Oil and natural gas play significant roles in meeting global energy needs and promoting sustainable development. However, effective environmental monitoring of oil and natural gas production in the oil sand regions of Alberta, Canada, addresses not only scientific or management needs to assess impacts on the receiving environment but also societal needs to ensuring public trust in resource management (Dube et al., 2022).
This research aims to analyze three datasets—Alberta Oil and Natural Gas Production by Municipality, and the Well_Count datasets—to gain a comprehensive understanding of oil and natural gas production indices across Alberta’s production fields, with respect to the wellbores (well-count). Additionally, it seeks to create an interactive maps for users in order to understand oil and gas production index across Alberta.
Data Source: The dataset used for this analysis were obtained from the Alberta Government’s website under the Department of Economic Development and Trade. The links to the data repositories are; Oil Production by Municipality URL: https://open.alberta.ca/opendata/oil-production-by-municipality, Natural Gas Production by Municipality URL: Natural gas production by municipality - Open Government (alberta.ca), Well count by Municipality URL: Well count by municipality - Open Government (alberta.ca).
The municipalities coordinates of the data might not be 100-percent precise. The original data gotten from the Alberta Government website does not contain the coordinates information of the hydrocarbon producing municipalities and the Well counts. Therefore, additional research was conducted to manually compile the coordinates of the various locations together.
Several approaches were adopted to analyze the datasets; using the “R” basic functions to clean and sort the data by removing missing values, duplicates, etc., and also arrange the data by Period (Year), and group by the CSD. As earlier stated,the original data didn’t contain the coordinates information, but i think using a map to visualize the data across Municipality would be great. Hence, I was able to generate and compile additional coordinate data containing the geographic locations of the oil and natural gas producing fields in Alberta.
Visualization of the data was made on map using the leaflet function, and locations of each CSD gives the production value and year once clicked.
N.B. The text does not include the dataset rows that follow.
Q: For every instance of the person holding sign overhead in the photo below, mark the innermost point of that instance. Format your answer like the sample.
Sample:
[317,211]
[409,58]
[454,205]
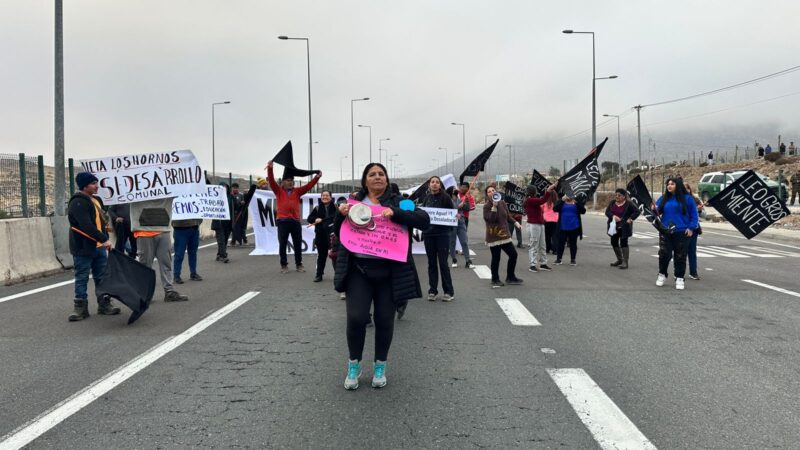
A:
[369,280]
[678,208]
[437,242]
[498,236]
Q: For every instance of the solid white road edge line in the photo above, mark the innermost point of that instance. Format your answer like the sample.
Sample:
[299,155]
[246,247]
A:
[609,426]
[774,288]
[64,283]
[517,313]
[26,433]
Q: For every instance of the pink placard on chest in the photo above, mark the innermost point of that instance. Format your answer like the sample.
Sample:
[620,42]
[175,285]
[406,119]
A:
[388,240]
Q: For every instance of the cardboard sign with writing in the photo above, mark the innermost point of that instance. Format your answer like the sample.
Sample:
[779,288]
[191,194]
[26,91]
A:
[388,240]
[443,216]
[211,204]
[147,176]
[749,205]
[514,197]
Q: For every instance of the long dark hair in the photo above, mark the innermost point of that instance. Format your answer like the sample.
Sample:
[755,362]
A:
[680,192]
[366,171]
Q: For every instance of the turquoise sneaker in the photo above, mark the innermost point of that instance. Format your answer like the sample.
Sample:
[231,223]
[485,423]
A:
[353,373]
[379,374]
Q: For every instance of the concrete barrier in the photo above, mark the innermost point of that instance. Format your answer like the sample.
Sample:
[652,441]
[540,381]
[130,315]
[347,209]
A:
[27,249]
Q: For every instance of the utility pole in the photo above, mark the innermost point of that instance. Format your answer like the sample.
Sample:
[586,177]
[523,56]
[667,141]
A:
[638,109]
[59,112]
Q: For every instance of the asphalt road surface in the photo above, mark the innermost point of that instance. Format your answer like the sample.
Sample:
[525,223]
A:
[581,357]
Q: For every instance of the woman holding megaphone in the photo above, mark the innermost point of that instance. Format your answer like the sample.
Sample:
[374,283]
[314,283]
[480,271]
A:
[369,280]
[498,236]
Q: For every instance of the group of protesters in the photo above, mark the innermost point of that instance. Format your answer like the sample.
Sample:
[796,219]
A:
[376,289]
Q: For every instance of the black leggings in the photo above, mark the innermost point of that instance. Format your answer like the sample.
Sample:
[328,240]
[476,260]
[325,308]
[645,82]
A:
[568,237]
[437,249]
[512,261]
[323,244]
[618,241]
[369,281]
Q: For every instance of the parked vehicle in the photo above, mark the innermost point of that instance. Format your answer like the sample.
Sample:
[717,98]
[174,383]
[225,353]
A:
[713,182]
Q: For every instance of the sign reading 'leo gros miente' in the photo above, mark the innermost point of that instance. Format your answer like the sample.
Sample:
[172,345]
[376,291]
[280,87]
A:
[146,176]
[749,205]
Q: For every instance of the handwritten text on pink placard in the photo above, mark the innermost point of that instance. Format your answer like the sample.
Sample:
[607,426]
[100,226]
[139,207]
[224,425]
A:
[388,240]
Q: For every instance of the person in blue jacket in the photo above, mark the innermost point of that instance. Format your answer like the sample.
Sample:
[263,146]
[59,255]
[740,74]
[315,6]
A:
[676,207]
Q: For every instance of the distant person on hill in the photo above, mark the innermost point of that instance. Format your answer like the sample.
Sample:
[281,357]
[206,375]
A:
[795,181]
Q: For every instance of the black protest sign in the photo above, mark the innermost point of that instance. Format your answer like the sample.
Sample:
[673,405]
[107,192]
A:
[514,197]
[540,182]
[640,197]
[582,180]
[129,281]
[749,205]
[478,164]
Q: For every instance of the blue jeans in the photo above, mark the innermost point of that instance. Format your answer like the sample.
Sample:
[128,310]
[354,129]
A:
[692,252]
[186,239]
[82,265]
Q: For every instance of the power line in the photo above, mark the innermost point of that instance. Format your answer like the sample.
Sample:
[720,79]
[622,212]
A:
[723,110]
[727,88]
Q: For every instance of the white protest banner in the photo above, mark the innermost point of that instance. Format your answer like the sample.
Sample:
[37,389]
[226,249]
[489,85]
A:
[442,216]
[211,204]
[263,210]
[147,176]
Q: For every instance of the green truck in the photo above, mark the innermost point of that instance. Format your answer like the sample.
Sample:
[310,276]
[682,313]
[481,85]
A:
[713,182]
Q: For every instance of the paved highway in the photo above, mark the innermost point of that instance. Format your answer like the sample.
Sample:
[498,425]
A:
[581,357]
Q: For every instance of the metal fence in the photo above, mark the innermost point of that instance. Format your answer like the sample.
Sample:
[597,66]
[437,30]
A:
[27,187]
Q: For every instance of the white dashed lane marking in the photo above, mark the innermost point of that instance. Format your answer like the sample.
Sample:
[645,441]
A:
[609,426]
[517,313]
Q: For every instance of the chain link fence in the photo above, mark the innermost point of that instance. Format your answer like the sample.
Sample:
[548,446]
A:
[27,187]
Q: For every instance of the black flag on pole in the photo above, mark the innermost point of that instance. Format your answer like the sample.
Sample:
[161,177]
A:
[129,281]
[540,182]
[514,197]
[640,197]
[478,164]
[285,157]
[749,205]
[582,180]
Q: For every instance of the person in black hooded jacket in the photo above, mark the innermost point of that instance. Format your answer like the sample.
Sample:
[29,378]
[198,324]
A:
[437,242]
[322,217]
[368,280]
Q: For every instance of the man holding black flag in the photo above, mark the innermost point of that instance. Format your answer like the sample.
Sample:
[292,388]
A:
[88,245]
[288,214]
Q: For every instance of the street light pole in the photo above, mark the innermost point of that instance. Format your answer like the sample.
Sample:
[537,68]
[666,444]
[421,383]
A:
[352,142]
[213,139]
[619,147]
[594,80]
[308,68]
[341,171]
[463,142]
[60,177]
[370,140]
[380,147]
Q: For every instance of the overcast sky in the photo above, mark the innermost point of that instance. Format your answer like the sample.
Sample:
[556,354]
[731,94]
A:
[141,75]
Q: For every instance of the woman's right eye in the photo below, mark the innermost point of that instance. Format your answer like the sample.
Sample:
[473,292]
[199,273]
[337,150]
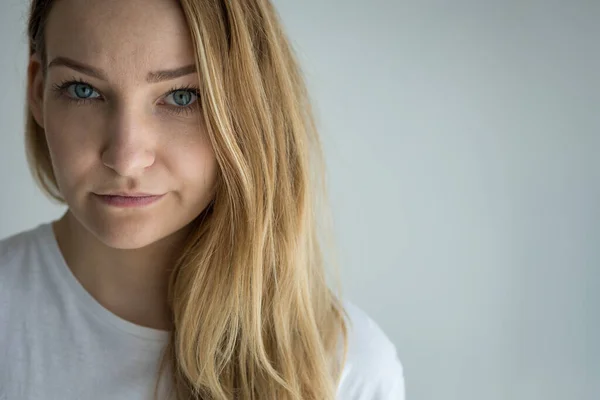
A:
[81,91]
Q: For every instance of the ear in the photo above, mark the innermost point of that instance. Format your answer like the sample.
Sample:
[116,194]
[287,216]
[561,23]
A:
[35,88]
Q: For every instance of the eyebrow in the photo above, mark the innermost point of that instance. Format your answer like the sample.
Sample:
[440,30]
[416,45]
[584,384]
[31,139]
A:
[152,77]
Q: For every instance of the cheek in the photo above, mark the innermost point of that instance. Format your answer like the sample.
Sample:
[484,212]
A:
[196,165]
[70,144]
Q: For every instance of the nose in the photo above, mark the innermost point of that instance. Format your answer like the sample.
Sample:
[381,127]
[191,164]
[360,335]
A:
[130,147]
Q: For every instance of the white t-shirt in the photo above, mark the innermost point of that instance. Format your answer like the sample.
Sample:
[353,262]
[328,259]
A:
[58,343]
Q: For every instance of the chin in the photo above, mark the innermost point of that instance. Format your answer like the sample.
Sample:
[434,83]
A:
[128,233]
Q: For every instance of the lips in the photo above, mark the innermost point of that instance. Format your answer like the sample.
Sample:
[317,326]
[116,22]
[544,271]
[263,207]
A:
[129,200]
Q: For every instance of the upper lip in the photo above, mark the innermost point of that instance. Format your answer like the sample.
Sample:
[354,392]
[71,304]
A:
[128,194]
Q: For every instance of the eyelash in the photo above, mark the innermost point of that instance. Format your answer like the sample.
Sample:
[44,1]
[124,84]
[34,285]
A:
[61,90]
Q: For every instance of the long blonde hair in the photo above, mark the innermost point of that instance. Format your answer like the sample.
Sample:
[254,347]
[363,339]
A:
[253,315]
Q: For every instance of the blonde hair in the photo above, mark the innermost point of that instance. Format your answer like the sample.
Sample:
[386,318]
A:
[252,313]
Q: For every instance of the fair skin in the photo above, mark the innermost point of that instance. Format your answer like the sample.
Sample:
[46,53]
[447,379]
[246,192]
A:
[116,126]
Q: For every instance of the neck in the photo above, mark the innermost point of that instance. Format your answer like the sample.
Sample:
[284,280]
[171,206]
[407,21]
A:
[131,283]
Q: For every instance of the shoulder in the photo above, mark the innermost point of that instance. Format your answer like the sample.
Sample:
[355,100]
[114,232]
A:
[15,249]
[372,370]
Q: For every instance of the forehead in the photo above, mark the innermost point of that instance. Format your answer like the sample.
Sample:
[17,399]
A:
[123,37]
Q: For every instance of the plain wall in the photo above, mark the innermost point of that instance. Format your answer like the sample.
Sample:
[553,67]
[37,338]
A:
[463,142]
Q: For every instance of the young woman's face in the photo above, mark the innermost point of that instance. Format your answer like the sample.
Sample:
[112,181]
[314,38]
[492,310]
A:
[120,110]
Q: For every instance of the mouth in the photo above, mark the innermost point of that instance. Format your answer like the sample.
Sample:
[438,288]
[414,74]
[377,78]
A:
[128,201]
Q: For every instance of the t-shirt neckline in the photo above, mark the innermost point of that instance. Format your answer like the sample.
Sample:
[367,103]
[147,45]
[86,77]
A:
[87,300]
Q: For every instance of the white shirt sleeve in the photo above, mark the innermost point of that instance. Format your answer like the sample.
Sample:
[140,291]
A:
[372,370]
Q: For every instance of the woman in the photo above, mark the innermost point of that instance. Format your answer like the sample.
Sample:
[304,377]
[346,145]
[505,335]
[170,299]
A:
[187,265]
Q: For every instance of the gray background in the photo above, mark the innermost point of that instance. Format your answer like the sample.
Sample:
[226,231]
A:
[463,142]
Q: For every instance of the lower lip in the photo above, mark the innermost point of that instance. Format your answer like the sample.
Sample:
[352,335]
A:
[129,202]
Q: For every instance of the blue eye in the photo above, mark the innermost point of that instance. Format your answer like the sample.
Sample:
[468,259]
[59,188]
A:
[81,91]
[182,98]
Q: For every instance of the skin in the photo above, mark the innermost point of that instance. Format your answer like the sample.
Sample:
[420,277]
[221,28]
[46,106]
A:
[127,135]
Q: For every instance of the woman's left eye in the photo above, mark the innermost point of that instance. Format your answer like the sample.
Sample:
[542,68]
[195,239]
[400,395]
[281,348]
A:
[182,98]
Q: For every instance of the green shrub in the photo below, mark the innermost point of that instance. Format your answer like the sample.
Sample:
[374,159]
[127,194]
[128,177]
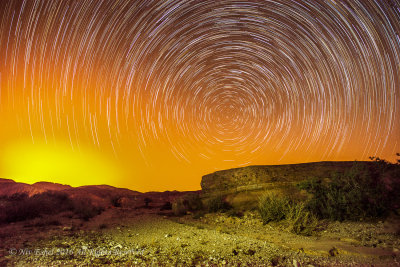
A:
[217,203]
[273,208]
[300,220]
[364,191]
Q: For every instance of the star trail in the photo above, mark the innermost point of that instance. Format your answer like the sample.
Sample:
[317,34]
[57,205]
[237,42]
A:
[152,95]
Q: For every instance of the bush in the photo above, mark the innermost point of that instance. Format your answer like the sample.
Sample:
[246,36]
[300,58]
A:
[217,203]
[300,220]
[273,208]
[361,192]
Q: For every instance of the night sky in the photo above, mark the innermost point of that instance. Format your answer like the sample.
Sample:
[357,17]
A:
[151,95]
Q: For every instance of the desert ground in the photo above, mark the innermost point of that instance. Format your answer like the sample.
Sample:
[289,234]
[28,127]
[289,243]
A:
[148,236]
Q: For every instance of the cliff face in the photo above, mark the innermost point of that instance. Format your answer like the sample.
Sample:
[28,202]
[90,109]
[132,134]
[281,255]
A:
[263,177]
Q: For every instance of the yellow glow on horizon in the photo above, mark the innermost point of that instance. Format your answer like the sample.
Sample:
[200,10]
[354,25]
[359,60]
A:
[30,163]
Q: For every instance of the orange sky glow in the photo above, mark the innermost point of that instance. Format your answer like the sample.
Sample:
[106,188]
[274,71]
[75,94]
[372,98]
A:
[151,95]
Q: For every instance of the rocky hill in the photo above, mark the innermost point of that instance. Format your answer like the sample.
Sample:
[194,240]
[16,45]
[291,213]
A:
[99,195]
[245,185]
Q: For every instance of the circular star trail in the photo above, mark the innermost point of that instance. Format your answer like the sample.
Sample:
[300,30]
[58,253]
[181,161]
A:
[239,82]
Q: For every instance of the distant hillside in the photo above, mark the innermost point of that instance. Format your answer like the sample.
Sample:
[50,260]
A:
[256,177]
[99,195]
[242,187]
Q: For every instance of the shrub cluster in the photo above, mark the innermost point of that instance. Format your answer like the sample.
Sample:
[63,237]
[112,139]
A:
[218,203]
[275,208]
[364,191]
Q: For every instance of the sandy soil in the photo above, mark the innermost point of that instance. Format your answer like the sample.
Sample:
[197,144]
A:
[147,237]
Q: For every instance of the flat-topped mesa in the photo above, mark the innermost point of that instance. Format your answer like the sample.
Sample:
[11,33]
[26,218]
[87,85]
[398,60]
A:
[259,177]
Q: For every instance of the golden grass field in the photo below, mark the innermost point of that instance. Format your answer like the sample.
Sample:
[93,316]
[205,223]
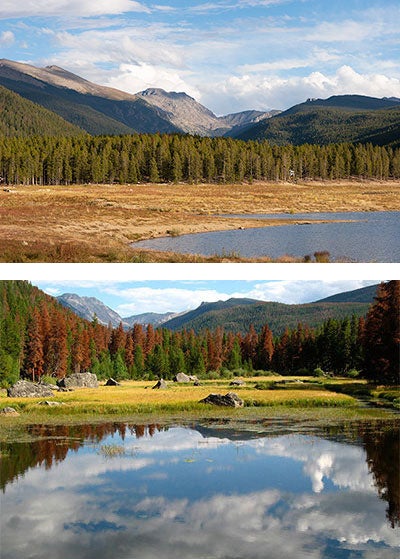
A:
[137,396]
[97,223]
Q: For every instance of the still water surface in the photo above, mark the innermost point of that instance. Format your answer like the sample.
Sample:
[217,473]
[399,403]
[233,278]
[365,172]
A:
[366,237]
[209,490]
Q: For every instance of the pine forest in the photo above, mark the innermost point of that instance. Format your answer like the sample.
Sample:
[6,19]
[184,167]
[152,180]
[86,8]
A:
[39,338]
[84,159]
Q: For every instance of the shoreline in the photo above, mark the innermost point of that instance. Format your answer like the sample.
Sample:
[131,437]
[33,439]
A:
[98,223]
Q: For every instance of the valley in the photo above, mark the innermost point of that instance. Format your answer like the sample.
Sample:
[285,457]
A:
[97,223]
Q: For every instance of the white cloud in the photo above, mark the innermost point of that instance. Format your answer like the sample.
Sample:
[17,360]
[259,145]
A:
[47,8]
[261,92]
[7,38]
[343,31]
[301,291]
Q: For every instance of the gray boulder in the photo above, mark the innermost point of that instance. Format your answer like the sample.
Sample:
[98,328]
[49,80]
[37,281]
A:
[27,389]
[9,411]
[79,380]
[237,382]
[182,377]
[112,382]
[161,385]
[231,399]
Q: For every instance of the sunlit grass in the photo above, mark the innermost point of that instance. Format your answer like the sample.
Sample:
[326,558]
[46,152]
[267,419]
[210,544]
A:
[97,223]
[139,397]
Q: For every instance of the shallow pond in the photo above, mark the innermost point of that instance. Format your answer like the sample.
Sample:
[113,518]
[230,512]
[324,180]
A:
[206,490]
[366,237]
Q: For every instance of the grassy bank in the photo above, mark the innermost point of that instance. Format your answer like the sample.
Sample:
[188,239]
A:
[262,396]
[97,223]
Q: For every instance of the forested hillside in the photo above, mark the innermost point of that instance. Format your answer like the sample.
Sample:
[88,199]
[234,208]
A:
[174,158]
[236,316]
[39,337]
[325,125]
[20,117]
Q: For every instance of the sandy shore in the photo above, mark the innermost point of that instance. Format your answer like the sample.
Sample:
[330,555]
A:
[92,223]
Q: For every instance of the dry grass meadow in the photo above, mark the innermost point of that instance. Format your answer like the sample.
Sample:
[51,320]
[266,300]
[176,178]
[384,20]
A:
[139,397]
[97,223]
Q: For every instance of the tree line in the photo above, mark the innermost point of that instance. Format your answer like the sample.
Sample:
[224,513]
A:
[174,158]
[39,338]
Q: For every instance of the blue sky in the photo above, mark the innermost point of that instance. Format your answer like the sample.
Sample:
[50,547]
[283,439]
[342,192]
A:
[230,55]
[132,297]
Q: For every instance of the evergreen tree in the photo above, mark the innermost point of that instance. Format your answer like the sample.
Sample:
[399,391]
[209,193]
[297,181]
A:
[382,336]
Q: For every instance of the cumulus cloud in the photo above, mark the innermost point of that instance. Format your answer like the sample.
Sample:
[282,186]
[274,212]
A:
[261,92]
[301,291]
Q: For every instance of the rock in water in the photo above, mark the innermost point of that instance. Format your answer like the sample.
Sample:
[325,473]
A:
[182,377]
[231,399]
[79,380]
[27,389]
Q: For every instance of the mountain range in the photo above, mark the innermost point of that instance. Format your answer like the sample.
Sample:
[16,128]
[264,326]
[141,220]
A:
[98,109]
[235,314]
[87,107]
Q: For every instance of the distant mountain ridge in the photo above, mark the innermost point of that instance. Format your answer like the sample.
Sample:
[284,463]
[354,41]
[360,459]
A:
[340,118]
[99,110]
[104,110]
[235,314]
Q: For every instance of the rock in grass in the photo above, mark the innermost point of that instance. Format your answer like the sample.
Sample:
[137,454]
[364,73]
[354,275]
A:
[237,382]
[182,377]
[79,380]
[9,411]
[161,385]
[231,399]
[27,389]
[112,382]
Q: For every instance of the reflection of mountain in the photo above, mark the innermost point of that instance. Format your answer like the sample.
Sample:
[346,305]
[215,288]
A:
[174,492]
[51,444]
[380,441]
[383,452]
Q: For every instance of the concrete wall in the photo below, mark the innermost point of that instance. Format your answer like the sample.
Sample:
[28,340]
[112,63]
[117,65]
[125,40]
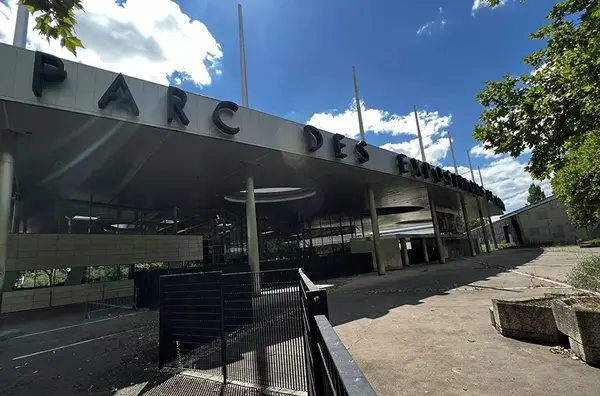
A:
[22,300]
[390,251]
[47,251]
[545,222]
[85,85]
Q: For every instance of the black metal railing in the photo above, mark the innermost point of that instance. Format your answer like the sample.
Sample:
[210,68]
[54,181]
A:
[329,367]
[269,329]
Hence, this will facilitate an interactive communication and collaboration with the audience to understand oil and gas production index across Alberta.
#install.packages("tidyverse")
#install.packages("leaflet")
library(tidyverse)
## Warning: package 'tidyverse' was built under R version 4.3.3
## ── Attaching core tidyverse packages ──────────────────────── tidyverse 2.0.0 ──
## ✔ dplyr 1.1.4 ✔ readr 2.1.5
## ✔ forcats 1.0.0 ✔ stringr 1.5.1
## ✔ ggplot2 3.5.0 ✔ tibble 3.2.1
## ✔ lubridate 1.9.3 ✔ tidyr 1.3.1
## ✔ purrr 1.0.2
## ── Conflicts ────────────────────────────────────────── tidyverse_conflicts() ──
## ✖ dplyr::filter() masks stats::filter()
## ✖ dplyr::lag() masks stats::lag()
## ℹ Use the conflicted package (<http://conflicted.r-lib.org/>) to force all conflicts to become errors
library(leaflet)
## Warning: package 'leaflet' was built under R version 4.3.3
library(ggplot2)
library(dplyr)
Oil_production_by_Municipality <- read_csv("Oil_production_by_Municipality.csv")
## Rows: 1618 Columns: 6
## ── Column specification ────────────────────────────────────────────────────────
## Delimiter: ","
## chr (3): CSD, IndicatorSummaryDescription, UnitOfMeasure
## dbl (3): CSDUID, Period, OriginalValue
##
## ℹ Use `spec()` to retrieve the full column specification for this data.
## ℹ Specify the column types or set `show_col_types = FALSE` to quiet this message.
Natural_gas_production_by_municipality <- read_csv("Natural_gas_production_by_Municipality.csv")
## Rows: 1647 Columns: 6
## ── Column specification ────────────────────────────────────────────────────────
## Delimiter: ","
## chr (3): CSD, IndicatorSummaryDescription, UnitOfMeasure
## dbl (3): CSDUID, Period, OriginalValue
##
## ℹ Use `spec()` to retrieve the full column specification for this data.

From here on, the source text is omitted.